DickJC123 commented on a change in pull request #7347: Tensorcore conv deconv 
URL: https://github.com/apache/incubator-mxnet/pull/7347#discussion_r132093608

 File path: src/operator/cudnn_algoreg-inl.h
 @@ -40,12 +65,17 @@ class CuDNNAlgoReg {
     oss << "cudnn_data_type=" << cudnn_data_type << ";";
     oss << "cudnn_forward_compute_type=" << cudnn_forward_compute_type << ";";
     oss << "cudnn_backward_compute_type=" << cudnn_backward_compute_type << 
+    // A system could be heterogeneous and thus have different algo choices 
for different
+    // device ids.  'device_id' could possibly be replaced with gpu compute 
+    // but identical GPUs could technically have different clock settings.
+    oss << "device_id=" << device_id << ";";
 Review comment:
   I'll update the PR tomorrow by substituting compute capability.  This will 
ensure proper operation for a workstation with both a PASCAL and a VOLTA brick, 
yet will improve the algo selection speed for an 8-way homogeneous system.  

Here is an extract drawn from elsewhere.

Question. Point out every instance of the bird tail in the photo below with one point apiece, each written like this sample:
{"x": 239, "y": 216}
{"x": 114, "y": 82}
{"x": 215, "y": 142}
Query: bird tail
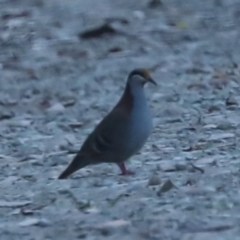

Regarding key compaction, I'll point out that all key look-ups are performed 
during the graph construction phase, never during inference or training.  Also, 
the key look-up times are probably dwarfed by any Find() calls that are run 
during this same phase.  Not sure how the times compare to the Get() calls 
performed when auto-tuning it turned off.